To determine the present value of an annuity where payments are made at the beginning of each year, we need to use the formula for the present value of an annuity due. The formula for an annuity due (which pays at the start of each period) is:

$PV = P \times \left[ \frac{1 - (1 + r)^{-n}}{r} \right] \times (1 + r)$

Where:

• $PV$ is the present value of the annuity.
• $P$ is the payment amount ($16,000).
• $r$ is the interest rate per period (6.3% = 0.063).
• $n$ is the number of periods (8 years).

Let’s plug in the values and calculate the present value.

$PV = 16,000 \times \left[ \frac{1 - (1 + 0.063)^{-8}}{0.063} \right] \times (1 + 0.063)$

I'll calculate this now.The amount of money needed to start the annuity is $104,373.50 (rounded to the nearest cent).

Would you like further details or clarification on any part of this calculation?

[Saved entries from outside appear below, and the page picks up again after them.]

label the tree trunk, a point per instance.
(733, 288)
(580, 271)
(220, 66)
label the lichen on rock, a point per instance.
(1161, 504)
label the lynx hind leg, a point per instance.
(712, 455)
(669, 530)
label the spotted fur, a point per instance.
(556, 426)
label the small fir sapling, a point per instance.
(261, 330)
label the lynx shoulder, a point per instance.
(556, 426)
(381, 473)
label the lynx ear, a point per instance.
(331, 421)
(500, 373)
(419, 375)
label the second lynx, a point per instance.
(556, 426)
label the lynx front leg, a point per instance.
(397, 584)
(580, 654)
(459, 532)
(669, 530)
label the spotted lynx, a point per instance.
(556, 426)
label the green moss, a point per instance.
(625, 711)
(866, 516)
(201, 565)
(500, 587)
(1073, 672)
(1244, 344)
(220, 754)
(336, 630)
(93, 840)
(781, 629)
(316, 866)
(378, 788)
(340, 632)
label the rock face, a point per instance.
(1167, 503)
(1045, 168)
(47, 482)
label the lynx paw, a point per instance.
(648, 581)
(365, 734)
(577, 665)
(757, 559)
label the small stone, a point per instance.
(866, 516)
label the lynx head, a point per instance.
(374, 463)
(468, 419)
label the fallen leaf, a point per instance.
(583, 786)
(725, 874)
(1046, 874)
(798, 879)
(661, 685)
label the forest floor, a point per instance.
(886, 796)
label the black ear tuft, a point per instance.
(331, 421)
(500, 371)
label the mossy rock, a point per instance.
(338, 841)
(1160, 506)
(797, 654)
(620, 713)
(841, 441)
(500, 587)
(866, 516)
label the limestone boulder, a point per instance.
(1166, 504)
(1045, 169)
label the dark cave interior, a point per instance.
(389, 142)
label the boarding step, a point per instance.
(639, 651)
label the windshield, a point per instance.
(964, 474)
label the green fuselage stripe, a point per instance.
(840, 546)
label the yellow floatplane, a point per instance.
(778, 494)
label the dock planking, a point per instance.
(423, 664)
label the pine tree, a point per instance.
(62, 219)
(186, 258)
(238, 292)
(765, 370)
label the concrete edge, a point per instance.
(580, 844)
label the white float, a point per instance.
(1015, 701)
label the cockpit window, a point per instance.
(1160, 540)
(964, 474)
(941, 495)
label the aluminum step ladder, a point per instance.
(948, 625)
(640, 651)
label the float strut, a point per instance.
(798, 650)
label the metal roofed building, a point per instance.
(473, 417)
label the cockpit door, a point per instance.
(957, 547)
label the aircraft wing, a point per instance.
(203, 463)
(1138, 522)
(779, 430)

Here are 5 related questions to consider:

1. How would the present value change if the interest rate were lower, say 5%?
2. What is the difference between an annuity due and an ordinary annuity?
3. How much would the annuity pay in total over 8 years?
4. How would the calculation change if payments were made at the end of each year instead?
5. What if the annuity paid quarterly instead of annually?

Tip: An annuity due always yields a higher present value than an ordinary annuity, because payments are made earlier (at the start of each period).